Environmental Protection Industry A Job Creator

A very different approach is emerging between Australia and China’s treatment of jobs and industries providing goods and services for environmental protection.

In Australia, major investors are reported to be planning for the impact if the Coalition wins power, axes the carbon price and dismantles the clean energy finance system. They expect private funding would be directed away from large-scale renewable power – starving the sector of capital – due to regulatory uncertainty and a lack of solid returns.

In stark contrast, China recently announced it will elevate environmental protection to a “pillar industry” that would receive government support in the form of tax breaks and subsidies to tackle dire pollution. There are staggering amounts of money involved.

China has vowed to raise the total output of environmental protection industries to 4.5 trillion yuan (US$730 billion) by 2015, an average annual increase of 15%. To put that in some sort of perspective, that is equivalent to nearly 9% of China’s GDP in 2012. It is equivalent to nearly 50% of Australia’s GDP in 2012.

On improving air quality alone, China says it will spend US$275 billion over the next five years. That’s roughly twice the size of its annual defense budget. The Economist points out that even by Chinese standards this is an enormous sum.
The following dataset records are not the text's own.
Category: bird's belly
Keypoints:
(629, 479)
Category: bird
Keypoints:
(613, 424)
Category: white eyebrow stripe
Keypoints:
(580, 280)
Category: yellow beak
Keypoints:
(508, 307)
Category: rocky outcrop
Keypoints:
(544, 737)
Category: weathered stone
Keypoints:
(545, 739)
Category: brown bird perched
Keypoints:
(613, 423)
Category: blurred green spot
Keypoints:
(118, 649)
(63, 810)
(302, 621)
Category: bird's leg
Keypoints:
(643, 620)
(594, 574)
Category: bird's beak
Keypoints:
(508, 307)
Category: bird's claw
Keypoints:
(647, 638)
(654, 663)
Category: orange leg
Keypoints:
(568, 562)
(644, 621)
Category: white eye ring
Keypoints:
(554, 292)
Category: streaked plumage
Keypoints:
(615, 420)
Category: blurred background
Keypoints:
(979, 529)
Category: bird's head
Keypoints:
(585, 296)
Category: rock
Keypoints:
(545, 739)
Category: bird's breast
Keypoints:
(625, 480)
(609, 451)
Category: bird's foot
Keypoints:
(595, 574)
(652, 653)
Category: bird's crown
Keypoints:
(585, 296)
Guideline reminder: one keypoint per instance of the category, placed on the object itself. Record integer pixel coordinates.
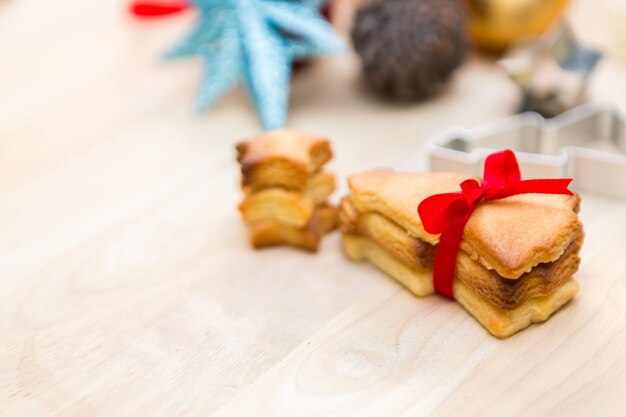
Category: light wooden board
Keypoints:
(127, 286)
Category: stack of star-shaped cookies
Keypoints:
(285, 188)
(516, 259)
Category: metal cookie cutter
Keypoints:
(587, 143)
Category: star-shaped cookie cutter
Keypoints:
(587, 143)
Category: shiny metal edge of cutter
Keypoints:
(587, 143)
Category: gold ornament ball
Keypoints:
(496, 24)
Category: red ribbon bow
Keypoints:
(448, 213)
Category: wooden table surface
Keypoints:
(127, 286)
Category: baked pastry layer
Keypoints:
(288, 207)
(510, 235)
(499, 322)
(282, 158)
(270, 232)
(506, 294)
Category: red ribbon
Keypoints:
(448, 213)
(149, 9)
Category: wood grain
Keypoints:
(127, 286)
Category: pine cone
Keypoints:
(409, 48)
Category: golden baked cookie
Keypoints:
(282, 158)
(510, 235)
(499, 322)
(504, 293)
(289, 207)
(270, 232)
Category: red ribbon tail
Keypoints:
(448, 248)
(151, 10)
(538, 186)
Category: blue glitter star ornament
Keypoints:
(256, 42)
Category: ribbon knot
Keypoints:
(447, 213)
A missing pillar in election policies

Coincidentally, economic pillars are the “it” metaphor in Australian politics. In this election both the Coalition and Labor have built their economic policies around pillars. The Coalition has five and the Labor Party has seven.

As the Coalition looks likely to form the next government, let’s concentrate on the five economic pillars in its policy platform. They are manufacturing, advanced services, agriculture exports, education and research, and mining.

You won’t find any direct reference to the environmental protection industry in the economic pillars of the Coalition policy.

It might be hiding in “advanced services” but the Coalition’s policy does not mention it. Advanced services is referred to as a “highly diversified sector” and particular mention is made of financial services, health services, engineering and architectural services.

The 19th of 21 policy themes in the Coalition’s policies is “delivering a cleaner and more sustainable environment”. This emphasizes the benefits of direct action on climate change rather than the carbon tax, a Green Army, and creating a one-stop-shop for environmental approvals.

Strewn throughout the Coalition’s policies are calls to reduce regulation and constraints on business, particularly the carbon tax and the mining tax.

Overall, the clear impression is that the Coalition views environmental protection as a constraint on an industry that should be minimised – like trips to the dentist – rather than a business opportunity in its own right.

A pillar or the whole foundation?

Thinking of environmental protection as an industry in its own right is innovative but perhaps it misses the bigger point that the whole economy depends upon it.

As the late US senator, Gaylord Nelson famously said, “The economy is a wholly owned subsidiary of the environment, not the other way around.”

 

Rather than think of environmental protection as an industry competing with other industry sectors and other social goals, we should think of it as the foundation of all of our economic and social goals.

When speaking as a teacher to classes on environmental law, a metaphor that I like to use is of a tree where social and economic goals like jobs and housing are the fruit we aim for and education, good governance and justice, and a healthy environment are the roots that sustain the tree.

 

When we think of environmental protection as the foundation or root sustaining social and economic goals such as jobs, housing, peace and security, and public health, we avoid the common and arid dichotomy of jobs versus the environment.

Still, the Chinese approach of recognizing environmental protection as an industry has the benefit of saying clearly that there are jobs in it. Can we learn from that? Can we make the environmental protection industry a major job creator and export earner?

The easiest way for the Coalition to incorporate this approach within its existing policy framework would be for it to expressly recognize Australia’s environmental protection industry within its economic pillar of “advanced services”.

An incoming Coalition government could promote trade with China in the environmental protection industry to build Australia’s exports into the massive business opportunity that China’s new policy represents.

Linking “environmental protection” and “industry” is an idea that is likely to win support across the political spectrum.